ARQUITETURA

O Masp é tech, o Masp é pop, o Masp é tudo ou o projeto de um país urbano

Independente de minha paixão pela obra – obra completa, arquitetura-cidadania-cultura – da Lina, tive a oportunidade e o privilégio de poder descer do ônibus em boa parte das tardes de minha adolescência, vindo da escola, e dar uma parada no MASP.

Naquele vão, naquela vista, foi que se transformou o moleque desenhador de carros, caminhões e aviões, que chegou um pretenso engenheiro aeronáutico e saiu um jovem arquiteto. Ali se deu a descoberta e se consolidou minha paixão pela cidade.

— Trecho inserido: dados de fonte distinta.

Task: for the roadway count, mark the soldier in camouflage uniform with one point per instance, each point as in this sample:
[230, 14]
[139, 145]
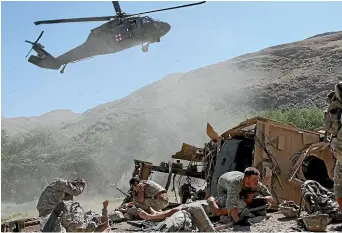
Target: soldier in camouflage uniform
[55, 192]
[232, 184]
[333, 123]
[69, 216]
[187, 216]
[147, 194]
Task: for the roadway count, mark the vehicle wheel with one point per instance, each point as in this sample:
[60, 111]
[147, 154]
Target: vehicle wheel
[144, 49]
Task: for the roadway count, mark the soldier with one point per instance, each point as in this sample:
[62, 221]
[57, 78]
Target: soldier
[149, 194]
[185, 217]
[235, 184]
[332, 124]
[54, 193]
[69, 216]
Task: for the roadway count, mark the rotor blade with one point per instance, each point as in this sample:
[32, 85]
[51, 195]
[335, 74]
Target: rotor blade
[29, 52]
[39, 36]
[74, 20]
[117, 7]
[170, 8]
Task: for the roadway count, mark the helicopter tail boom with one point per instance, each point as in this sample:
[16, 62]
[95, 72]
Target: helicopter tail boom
[48, 62]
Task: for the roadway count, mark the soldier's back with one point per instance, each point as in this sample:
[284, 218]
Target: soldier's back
[153, 188]
[51, 195]
[232, 176]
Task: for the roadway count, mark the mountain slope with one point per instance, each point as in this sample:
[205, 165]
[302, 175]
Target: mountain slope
[152, 122]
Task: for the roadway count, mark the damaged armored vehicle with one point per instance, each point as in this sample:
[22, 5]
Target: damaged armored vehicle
[285, 156]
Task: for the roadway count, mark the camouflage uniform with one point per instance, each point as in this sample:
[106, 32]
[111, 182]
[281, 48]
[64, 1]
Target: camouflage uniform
[74, 219]
[150, 200]
[151, 190]
[230, 184]
[53, 194]
[193, 216]
[180, 221]
[332, 123]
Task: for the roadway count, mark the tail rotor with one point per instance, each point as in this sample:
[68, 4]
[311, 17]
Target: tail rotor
[34, 43]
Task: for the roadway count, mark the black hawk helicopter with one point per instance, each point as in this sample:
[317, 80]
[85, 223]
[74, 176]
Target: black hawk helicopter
[122, 31]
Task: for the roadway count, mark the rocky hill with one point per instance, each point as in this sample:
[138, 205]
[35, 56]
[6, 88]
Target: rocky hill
[152, 122]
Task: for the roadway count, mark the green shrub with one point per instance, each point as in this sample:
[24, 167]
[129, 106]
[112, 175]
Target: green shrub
[303, 118]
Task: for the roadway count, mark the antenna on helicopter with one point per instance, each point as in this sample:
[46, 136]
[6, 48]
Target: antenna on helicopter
[35, 43]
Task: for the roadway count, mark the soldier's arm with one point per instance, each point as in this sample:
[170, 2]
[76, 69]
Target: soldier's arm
[71, 189]
[265, 192]
[338, 183]
[141, 190]
[232, 201]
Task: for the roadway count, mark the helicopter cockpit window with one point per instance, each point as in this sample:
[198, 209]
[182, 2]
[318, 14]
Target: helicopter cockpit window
[146, 20]
[132, 24]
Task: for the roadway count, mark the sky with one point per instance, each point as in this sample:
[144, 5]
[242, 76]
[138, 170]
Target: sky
[201, 35]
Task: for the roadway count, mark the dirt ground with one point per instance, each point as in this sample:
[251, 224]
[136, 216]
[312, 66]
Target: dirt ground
[274, 222]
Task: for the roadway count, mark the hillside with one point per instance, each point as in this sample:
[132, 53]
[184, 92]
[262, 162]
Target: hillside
[154, 121]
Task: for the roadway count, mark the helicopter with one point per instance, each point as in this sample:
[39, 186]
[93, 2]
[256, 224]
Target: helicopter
[121, 32]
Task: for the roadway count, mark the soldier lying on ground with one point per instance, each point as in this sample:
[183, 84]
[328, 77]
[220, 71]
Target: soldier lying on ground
[68, 216]
[55, 192]
[198, 211]
[146, 194]
[333, 127]
[212, 207]
[235, 184]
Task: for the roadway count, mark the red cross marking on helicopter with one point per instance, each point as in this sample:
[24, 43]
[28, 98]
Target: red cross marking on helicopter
[118, 37]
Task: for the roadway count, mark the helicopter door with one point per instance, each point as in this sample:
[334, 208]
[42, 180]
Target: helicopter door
[122, 32]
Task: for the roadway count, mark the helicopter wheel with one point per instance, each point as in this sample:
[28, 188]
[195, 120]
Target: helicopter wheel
[144, 48]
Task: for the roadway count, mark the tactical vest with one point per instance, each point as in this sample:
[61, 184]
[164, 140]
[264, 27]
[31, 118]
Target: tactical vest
[332, 115]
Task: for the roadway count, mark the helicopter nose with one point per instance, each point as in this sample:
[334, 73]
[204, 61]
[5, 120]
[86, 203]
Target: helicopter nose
[165, 28]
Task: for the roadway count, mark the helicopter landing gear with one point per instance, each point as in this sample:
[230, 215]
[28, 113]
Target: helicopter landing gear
[145, 48]
[63, 68]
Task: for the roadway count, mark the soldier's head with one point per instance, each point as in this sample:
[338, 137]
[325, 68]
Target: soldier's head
[134, 181]
[68, 197]
[78, 181]
[251, 177]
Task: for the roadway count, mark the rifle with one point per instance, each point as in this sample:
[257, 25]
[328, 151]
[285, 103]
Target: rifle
[127, 195]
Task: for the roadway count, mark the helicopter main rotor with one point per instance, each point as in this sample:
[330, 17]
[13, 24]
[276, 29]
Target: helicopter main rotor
[119, 14]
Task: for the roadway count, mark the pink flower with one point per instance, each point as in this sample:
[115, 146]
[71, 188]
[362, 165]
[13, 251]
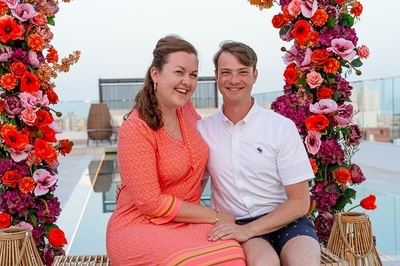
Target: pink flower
[343, 48]
[344, 116]
[294, 8]
[363, 51]
[313, 141]
[357, 175]
[24, 12]
[308, 8]
[314, 79]
[28, 116]
[324, 106]
[11, 3]
[44, 180]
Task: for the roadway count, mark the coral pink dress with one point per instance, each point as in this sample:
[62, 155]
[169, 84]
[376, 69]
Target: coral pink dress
[158, 173]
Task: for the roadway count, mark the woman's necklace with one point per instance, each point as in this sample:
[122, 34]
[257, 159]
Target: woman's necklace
[167, 125]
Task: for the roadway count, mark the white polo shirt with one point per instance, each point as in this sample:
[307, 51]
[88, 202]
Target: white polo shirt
[251, 161]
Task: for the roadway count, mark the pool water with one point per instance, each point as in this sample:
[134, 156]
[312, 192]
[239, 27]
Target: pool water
[84, 218]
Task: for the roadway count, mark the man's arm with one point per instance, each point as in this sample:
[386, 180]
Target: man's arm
[296, 206]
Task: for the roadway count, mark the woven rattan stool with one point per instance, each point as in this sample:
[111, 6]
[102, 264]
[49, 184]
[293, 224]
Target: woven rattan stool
[84, 260]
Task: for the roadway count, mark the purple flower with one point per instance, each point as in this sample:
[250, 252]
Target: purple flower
[324, 195]
[354, 135]
[323, 225]
[344, 116]
[24, 12]
[13, 106]
[16, 203]
[331, 152]
[357, 175]
[44, 180]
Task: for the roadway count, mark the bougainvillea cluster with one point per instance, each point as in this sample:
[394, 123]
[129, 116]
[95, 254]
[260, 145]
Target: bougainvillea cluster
[324, 51]
[29, 148]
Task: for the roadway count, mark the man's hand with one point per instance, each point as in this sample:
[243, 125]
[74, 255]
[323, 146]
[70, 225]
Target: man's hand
[226, 231]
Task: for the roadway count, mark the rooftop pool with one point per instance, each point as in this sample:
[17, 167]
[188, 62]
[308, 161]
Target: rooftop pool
[85, 215]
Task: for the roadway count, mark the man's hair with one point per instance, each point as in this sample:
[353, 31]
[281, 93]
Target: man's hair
[244, 53]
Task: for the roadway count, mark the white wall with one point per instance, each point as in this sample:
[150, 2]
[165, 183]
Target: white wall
[378, 155]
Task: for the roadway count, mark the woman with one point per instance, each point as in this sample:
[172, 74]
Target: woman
[158, 219]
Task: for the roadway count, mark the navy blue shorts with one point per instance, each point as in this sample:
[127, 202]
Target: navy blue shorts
[301, 227]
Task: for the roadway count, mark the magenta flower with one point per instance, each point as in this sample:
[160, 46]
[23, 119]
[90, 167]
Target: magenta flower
[44, 180]
[313, 141]
[344, 115]
[343, 48]
[357, 175]
[324, 106]
[23, 12]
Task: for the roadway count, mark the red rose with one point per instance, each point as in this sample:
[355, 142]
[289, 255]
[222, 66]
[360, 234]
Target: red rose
[57, 238]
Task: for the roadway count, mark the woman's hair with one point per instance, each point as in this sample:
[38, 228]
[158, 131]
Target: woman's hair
[145, 100]
[244, 53]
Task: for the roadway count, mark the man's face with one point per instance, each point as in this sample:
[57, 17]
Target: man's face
[235, 80]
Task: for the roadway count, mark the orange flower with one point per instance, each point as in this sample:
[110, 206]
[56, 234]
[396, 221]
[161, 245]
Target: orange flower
[11, 178]
[320, 17]
[18, 69]
[45, 151]
[368, 203]
[52, 95]
[26, 185]
[331, 66]
[319, 57]
[5, 220]
[30, 83]
[324, 93]
[314, 165]
[317, 122]
[43, 118]
[262, 3]
[290, 74]
[52, 56]
[278, 21]
[9, 29]
[356, 9]
[35, 42]
[342, 176]
[8, 81]
[65, 146]
[13, 138]
[57, 238]
[301, 31]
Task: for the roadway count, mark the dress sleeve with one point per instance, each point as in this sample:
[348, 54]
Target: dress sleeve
[137, 164]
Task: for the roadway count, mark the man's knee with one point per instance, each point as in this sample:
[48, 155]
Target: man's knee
[259, 252]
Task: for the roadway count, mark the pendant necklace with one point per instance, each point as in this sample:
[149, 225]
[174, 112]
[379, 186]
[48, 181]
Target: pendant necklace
[173, 131]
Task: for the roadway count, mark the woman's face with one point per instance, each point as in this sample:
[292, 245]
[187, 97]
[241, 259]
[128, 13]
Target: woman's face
[177, 81]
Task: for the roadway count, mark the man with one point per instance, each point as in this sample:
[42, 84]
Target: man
[259, 169]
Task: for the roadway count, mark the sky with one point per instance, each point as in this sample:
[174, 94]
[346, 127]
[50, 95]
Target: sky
[116, 39]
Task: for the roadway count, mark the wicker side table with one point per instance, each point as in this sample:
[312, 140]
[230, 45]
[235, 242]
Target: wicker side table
[83, 260]
[330, 259]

Além desta, algumas lembranças pessoais pontuais me ligam fortemente ao MASP, como certamente outras tantas ligam milhares, milhões de outras pessoas.

Uma delas, muito forte, foi o dia da morte da Lina. Outra, muito terna, foram os passeios para ver a obra, eu recém chegado da Vila Tibério. Foi desde o início um instrumento de sedução. Outra, muito reveladora, foi a reação de alguns luminares cronistas da arquitetura paulistana à exposição dos expositores de concreto e vidro que fiz na entrada, no eixo de penetração da Oca, como primeira exposição a ser vista pelo visitante interagente da nonaBia.

Diziam e escreviam eles e elas que a presença dos expositores sem nada ‘pendurado’ era uma prova de que a nonaBia “arquitetura para todos, construindo cidadania” estava vazia e não tinha conteúdo. Não foram capazes de compreender, entender que fosse, que os expositores eram a própria exposição. A grande homenagem à Lina, à sua obra, à AU e ao Design.

E que a presença da Lina na abertura da exposição, com aquela que eu considero sua obra síntese, seu testamento, era a marcação de uma posição. Há exatos 10 anos nós os resgatamos do ostracismo, graças à compreensão e ousadia de antigos funcionários e funcionárias do museu, que os mantiveram lá, inteiros, e à bravura de nossos brancaleones.

Os expositores estavam esquecidos no depósito do museu e pela primeira vez, em décadas, voltavam à luz, elemento que faz parte de sua própria concepção e existência e ao noticiário. Principalmente graças à insensibilidade da crítica, se tornou ainda mais prazeroso ver a reação e relação dos visitantes (não profissionais) diante deles. Um ar curioso, iluminado, reticente, reflexivo. Tudo o que a arte desperta no ser humano.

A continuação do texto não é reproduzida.